Interesting comments on the World Bank presidency choice have been coming in.
Gregg Gonsalves points me to the Acemoglu and Robinson post where they point out Kim’s transformative role with Partners in Health.
Patrick Sharma also comments,
But I do agree with Gregg that we shouldn’t be so quick to consider Kim’s lack of economic bona fides a handicap. The Bank could certainly use some fresh thinking, and his non-traditional academic and policy background might help the organization grow in useful and unexpected ways.
It could just be me, but I detect an economist superiority complex at work with some of the criticism of Kim.
I agree there are many good candidates, including Kim, but we should also remember that at root this is a bank, which does not operate like an NGO, and mainly lends at concessionary rates, and mainly deals with Finance Ministers and very complex macroeconomic issues.
Thus, having someone at the helm who understands macroeconomics and banking and has been a Minister of Finance in a developing country has some advantages. It also helps to know how the Bank works before you begin. Both Ngozi and the other nominee, Jose-Antonio Ocampo, have those bona fides. There are insider advantages.
I don’t think acknowledging insider advantages is an argument for “more of the same”, or an economist bias. If we were appointing an economist to head the CDC or WHO, or an engineer to head the UN Human Rights Commission, we would look to the appointer to explain why that person’s strengths outweigh the lack of direct experience.

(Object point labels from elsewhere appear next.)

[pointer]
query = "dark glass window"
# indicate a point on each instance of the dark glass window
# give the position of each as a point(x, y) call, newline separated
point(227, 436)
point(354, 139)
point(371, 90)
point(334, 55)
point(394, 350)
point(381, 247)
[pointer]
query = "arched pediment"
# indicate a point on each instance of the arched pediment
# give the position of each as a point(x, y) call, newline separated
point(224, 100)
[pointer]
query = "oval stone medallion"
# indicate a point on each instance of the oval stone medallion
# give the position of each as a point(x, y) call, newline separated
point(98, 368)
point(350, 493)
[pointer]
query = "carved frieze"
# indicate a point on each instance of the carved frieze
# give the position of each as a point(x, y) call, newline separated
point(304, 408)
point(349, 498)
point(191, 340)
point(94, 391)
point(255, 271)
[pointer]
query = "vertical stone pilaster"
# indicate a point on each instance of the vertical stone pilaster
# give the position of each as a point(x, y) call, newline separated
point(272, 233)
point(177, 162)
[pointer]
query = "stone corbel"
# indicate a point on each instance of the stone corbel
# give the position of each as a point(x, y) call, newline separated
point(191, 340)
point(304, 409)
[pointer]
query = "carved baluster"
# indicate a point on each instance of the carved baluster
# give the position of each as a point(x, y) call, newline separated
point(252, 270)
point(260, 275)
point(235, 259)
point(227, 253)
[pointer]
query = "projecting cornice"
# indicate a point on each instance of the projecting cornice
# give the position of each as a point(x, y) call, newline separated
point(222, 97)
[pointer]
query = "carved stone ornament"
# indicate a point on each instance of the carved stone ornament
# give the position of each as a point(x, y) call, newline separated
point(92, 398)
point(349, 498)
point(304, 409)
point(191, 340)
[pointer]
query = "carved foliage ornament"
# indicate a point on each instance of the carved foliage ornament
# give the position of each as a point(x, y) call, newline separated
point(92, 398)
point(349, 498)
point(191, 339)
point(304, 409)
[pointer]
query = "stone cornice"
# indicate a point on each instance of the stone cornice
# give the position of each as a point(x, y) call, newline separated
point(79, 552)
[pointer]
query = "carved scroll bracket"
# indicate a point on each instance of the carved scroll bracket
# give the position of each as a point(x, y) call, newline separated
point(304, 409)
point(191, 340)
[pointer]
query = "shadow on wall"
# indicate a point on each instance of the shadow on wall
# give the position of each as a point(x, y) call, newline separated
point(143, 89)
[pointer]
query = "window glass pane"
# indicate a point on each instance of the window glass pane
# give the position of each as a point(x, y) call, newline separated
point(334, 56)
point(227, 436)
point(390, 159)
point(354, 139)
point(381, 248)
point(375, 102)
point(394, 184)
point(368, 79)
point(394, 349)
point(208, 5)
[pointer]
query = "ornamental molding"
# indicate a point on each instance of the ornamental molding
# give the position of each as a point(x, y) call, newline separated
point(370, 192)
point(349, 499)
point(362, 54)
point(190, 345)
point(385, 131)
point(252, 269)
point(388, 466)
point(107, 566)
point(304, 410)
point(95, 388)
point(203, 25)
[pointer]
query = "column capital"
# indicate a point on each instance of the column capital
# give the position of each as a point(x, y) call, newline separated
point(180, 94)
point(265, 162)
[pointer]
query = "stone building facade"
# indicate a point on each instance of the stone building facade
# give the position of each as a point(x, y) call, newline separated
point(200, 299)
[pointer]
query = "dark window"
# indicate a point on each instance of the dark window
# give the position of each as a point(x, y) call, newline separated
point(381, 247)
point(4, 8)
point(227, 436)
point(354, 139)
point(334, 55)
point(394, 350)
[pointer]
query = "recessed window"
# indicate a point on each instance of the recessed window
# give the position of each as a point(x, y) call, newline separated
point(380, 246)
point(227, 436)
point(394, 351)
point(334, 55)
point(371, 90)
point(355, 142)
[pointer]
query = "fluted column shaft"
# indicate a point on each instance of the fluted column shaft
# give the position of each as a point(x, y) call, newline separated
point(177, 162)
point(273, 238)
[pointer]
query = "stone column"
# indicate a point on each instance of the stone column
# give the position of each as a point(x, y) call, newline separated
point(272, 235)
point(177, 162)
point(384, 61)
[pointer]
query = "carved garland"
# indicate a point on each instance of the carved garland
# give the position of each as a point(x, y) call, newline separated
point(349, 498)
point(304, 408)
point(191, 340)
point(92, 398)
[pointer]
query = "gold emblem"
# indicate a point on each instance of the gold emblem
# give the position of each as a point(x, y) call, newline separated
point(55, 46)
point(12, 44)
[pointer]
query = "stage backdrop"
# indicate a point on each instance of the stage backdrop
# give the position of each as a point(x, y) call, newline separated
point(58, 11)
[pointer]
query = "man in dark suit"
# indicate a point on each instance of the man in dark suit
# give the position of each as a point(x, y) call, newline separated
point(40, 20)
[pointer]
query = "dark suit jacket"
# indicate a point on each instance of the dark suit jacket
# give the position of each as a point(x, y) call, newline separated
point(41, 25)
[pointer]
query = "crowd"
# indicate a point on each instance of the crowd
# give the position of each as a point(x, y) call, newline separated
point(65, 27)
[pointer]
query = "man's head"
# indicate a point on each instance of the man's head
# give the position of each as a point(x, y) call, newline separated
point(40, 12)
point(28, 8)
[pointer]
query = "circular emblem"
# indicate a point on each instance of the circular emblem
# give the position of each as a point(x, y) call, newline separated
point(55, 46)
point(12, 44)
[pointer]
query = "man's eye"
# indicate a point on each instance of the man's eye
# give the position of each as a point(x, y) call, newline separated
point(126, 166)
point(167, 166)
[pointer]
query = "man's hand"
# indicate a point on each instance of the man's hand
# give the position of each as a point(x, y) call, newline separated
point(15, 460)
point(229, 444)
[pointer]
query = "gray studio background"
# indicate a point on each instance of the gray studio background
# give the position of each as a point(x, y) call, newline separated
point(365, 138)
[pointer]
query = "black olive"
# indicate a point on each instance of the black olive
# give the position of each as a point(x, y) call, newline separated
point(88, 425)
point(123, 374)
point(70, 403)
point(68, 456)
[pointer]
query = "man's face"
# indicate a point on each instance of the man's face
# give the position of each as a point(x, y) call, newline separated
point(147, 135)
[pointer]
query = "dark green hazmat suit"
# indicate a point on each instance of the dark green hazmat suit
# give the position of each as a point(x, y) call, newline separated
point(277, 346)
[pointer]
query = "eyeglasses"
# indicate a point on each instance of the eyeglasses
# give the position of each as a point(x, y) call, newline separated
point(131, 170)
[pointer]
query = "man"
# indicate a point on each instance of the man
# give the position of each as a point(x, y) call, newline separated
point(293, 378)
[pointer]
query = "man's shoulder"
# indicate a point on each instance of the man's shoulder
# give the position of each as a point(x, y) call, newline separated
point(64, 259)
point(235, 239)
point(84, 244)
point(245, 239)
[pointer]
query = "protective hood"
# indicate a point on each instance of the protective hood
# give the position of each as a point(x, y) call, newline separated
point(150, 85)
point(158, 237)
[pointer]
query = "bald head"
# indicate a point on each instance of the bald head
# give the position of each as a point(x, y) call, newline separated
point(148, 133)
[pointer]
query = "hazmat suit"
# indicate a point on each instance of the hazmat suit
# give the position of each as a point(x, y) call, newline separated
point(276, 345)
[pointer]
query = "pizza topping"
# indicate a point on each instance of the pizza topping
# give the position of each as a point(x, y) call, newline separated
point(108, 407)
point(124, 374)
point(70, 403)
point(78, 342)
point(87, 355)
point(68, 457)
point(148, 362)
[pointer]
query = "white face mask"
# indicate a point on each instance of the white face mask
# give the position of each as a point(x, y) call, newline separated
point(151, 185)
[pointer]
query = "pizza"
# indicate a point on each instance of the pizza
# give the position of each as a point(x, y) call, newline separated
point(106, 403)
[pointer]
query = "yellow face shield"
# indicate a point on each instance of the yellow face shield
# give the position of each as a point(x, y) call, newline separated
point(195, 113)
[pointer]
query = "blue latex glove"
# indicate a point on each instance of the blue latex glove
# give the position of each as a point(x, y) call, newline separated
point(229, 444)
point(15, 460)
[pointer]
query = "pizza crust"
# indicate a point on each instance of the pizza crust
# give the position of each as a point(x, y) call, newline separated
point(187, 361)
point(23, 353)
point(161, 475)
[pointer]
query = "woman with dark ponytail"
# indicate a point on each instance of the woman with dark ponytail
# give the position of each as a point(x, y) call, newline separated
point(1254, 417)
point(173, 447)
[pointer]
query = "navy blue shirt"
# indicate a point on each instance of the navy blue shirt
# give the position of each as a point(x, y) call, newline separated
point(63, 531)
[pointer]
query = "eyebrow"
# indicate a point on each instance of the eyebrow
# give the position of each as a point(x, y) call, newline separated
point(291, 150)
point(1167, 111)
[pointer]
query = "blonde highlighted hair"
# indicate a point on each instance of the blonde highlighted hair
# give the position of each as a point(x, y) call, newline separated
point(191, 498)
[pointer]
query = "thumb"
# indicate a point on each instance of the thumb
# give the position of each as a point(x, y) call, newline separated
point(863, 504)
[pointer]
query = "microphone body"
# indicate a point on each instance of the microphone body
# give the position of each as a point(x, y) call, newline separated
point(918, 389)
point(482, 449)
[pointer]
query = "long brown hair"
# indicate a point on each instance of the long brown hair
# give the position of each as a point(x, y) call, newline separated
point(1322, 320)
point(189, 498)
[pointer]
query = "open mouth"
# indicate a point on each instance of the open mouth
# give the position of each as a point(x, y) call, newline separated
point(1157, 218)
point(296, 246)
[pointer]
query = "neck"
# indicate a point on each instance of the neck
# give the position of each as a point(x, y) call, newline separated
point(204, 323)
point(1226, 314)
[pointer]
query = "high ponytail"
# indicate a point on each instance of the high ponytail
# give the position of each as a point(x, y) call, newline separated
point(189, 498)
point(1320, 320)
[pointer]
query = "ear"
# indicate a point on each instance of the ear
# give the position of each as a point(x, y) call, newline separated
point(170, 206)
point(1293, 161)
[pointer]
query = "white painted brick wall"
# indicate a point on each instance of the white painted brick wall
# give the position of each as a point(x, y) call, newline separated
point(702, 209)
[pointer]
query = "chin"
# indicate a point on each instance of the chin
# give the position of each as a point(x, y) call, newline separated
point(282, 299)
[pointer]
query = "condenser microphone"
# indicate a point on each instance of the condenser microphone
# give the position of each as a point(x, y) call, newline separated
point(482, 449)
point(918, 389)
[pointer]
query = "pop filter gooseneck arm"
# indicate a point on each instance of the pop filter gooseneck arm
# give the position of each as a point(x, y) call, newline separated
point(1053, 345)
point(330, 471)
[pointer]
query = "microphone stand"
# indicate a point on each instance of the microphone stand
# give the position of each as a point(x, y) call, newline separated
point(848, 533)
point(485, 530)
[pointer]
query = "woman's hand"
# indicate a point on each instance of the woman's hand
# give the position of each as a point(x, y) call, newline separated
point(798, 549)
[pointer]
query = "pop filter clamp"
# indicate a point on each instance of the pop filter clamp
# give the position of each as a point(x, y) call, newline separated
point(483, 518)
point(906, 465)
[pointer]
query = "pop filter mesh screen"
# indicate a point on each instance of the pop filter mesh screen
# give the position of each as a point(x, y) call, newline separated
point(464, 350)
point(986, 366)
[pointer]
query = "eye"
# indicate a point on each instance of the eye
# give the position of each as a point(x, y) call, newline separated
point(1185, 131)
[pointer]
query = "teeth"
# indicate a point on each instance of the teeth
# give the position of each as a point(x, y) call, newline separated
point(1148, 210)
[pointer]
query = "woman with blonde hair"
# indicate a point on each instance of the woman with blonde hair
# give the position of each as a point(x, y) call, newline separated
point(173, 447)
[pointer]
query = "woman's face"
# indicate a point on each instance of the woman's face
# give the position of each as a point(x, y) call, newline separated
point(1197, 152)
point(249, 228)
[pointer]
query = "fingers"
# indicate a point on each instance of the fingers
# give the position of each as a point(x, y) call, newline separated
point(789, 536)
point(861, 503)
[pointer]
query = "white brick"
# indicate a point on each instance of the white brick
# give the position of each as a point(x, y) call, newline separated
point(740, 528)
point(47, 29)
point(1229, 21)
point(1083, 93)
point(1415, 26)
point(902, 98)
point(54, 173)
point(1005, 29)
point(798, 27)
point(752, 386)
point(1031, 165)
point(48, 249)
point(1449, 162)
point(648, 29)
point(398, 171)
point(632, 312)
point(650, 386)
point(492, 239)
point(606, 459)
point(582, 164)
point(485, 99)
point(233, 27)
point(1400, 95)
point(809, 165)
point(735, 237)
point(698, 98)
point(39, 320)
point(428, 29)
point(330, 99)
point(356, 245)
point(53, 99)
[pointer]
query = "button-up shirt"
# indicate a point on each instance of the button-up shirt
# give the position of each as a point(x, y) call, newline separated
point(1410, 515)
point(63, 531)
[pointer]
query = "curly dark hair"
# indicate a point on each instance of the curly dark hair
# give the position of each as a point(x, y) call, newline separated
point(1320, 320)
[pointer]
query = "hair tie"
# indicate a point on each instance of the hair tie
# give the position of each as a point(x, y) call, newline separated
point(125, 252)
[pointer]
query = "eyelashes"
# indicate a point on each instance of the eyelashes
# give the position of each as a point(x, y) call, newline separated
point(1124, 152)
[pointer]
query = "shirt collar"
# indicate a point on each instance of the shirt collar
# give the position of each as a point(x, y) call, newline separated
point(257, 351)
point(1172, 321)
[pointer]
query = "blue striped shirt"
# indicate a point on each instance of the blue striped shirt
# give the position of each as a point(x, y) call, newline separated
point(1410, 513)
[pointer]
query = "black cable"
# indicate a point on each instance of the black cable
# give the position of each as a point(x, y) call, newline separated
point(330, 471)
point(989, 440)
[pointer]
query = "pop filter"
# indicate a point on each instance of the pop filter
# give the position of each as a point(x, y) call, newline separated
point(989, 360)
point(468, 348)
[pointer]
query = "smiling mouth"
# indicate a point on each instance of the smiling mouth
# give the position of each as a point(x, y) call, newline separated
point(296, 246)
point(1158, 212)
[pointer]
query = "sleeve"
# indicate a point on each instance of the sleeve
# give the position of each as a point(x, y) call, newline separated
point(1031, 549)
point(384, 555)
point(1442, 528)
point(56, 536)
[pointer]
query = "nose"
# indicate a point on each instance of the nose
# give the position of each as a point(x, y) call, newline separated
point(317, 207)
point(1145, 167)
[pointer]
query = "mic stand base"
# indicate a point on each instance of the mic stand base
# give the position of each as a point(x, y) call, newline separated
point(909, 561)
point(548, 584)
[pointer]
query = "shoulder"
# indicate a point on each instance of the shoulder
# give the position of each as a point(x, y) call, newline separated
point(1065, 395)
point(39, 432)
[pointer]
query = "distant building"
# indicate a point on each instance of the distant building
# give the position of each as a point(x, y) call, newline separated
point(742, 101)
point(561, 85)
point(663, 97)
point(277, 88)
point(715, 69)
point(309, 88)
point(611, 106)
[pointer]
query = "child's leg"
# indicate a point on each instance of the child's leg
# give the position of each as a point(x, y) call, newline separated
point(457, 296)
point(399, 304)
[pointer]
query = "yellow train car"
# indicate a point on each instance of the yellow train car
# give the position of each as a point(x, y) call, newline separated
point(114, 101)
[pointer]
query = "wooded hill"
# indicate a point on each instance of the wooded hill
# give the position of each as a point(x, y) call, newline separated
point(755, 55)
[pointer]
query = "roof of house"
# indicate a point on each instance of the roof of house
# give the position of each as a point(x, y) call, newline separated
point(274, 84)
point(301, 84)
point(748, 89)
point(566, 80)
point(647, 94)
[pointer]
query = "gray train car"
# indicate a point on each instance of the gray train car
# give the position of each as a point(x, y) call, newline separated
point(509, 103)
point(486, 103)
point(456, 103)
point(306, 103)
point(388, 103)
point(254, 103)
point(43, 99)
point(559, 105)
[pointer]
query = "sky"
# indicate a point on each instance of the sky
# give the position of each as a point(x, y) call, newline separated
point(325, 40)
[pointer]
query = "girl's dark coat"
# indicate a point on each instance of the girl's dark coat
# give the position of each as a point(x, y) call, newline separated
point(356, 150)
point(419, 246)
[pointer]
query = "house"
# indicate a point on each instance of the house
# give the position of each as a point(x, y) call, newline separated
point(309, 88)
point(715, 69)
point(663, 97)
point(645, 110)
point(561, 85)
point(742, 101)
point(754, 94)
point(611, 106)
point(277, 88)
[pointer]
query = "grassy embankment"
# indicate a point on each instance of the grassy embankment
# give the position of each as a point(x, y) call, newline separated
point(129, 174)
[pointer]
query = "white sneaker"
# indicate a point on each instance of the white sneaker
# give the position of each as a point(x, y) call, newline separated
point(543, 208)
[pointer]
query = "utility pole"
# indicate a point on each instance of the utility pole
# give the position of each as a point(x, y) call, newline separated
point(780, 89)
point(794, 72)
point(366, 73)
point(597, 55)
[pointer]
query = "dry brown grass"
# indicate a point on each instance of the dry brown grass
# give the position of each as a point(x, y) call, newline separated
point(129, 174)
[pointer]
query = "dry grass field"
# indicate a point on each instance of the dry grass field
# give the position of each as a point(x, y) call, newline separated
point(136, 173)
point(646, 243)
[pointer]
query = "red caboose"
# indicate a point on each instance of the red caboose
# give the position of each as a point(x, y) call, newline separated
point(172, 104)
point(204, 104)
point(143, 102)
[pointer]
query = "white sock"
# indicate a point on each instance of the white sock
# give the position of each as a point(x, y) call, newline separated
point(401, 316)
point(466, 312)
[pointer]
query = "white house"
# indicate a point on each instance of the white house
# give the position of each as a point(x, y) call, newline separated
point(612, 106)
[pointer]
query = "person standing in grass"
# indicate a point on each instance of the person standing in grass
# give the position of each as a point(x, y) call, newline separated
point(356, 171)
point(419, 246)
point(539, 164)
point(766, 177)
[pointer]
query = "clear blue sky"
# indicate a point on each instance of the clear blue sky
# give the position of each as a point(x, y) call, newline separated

It’s possible that case can be made. I suppose my point is that it ought to be made.
The more important point is that it doesn’t have to be made. US administrations have never been accountable for their nominee. It is an nontransparent, politicized process and the decisions are made by people who have the US’s interests, not the world’s interests, at the front of their minds.
Any candidate that emerges from such a process, no matter how noble, is suspect. And that candidate, no matter how well qualified or respected, is worth rejecting on principle alone.